Ao trabalhar com a formação de professores e educadores sociais para abordagem dos conteúdos presentes na Lei tenho visto muita iniciativa “bem intencionada” fracassar pelo desconhecimento da historia real da África e da humanidade. Tenho visto que muitas vezes os poucos professores sensibilizados para a importância deste debate só conseguem  falar das contribuições do negro no campo lúdico, confirmando a visão de Hegel de que a África é a infância da humanidade, desconsiderando as contribuições dos africanos para o desenvolvimento humano-universal. Tenho visto militantes negros estudados assumindo desesperadamente uma visão distorcida do que é história (a história como factóides, ou interpretação dos fatos, ou apenas Memória) para se contrapor a esta “história” inventada no sec XIX.

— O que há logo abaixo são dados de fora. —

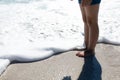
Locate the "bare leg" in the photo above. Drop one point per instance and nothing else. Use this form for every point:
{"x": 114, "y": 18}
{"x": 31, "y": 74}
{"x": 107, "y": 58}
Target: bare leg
{"x": 92, "y": 21}
{"x": 90, "y": 18}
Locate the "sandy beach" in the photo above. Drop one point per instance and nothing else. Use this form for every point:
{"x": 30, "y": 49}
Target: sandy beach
{"x": 26, "y": 24}
{"x": 67, "y": 66}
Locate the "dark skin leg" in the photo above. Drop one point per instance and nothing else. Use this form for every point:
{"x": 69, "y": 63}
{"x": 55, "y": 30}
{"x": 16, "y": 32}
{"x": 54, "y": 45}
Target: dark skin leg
{"x": 90, "y": 19}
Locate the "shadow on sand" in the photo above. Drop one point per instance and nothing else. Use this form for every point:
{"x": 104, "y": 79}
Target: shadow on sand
{"x": 91, "y": 69}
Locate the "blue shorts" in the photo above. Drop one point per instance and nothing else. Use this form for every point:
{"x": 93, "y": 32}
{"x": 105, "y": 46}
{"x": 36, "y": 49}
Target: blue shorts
{"x": 93, "y": 2}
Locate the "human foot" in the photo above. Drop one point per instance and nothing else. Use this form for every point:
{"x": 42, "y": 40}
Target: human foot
{"x": 85, "y": 53}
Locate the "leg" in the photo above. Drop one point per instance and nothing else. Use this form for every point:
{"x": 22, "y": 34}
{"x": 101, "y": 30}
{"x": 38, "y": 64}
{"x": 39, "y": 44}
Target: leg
{"x": 91, "y": 18}
{"x": 86, "y": 28}
{"x": 92, "y": 21}
{"x": 86, "y": 31}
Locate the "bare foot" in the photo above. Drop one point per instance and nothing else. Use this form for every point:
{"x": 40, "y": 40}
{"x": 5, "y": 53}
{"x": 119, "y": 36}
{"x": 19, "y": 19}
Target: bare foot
{"x": 80, "y": 53}
{"x": 85, "y": 53}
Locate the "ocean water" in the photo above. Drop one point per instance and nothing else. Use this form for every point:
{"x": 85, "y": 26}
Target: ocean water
{"x": 33, "y": 30}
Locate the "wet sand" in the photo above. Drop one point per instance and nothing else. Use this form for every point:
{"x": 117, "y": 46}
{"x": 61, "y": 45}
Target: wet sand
{"x": 104, "y": 66}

Este é o desafio central da Lei 10.639/03(ou 11.645/08): NÃO É A HISTÓRIA DO NEGRO OU DOS AFRICANOS QUE ESTÁ EM QUESTÃO, não se trata de contar mais uma história. Falar da história da África ou do Negro no Brasil EXIGE SIM RECONTAR A HISTÓRIA DO BRASIL E DA PRÓPRIA HUMANIDADE. O desafio para nós é o que Steve Biko chamava no seu texto “a definição da consciência negra”na BUSCA PELA VERDADEIRA HUMANIDADE. Qualquer coisa abaixo disto será um tiro no próprio pé.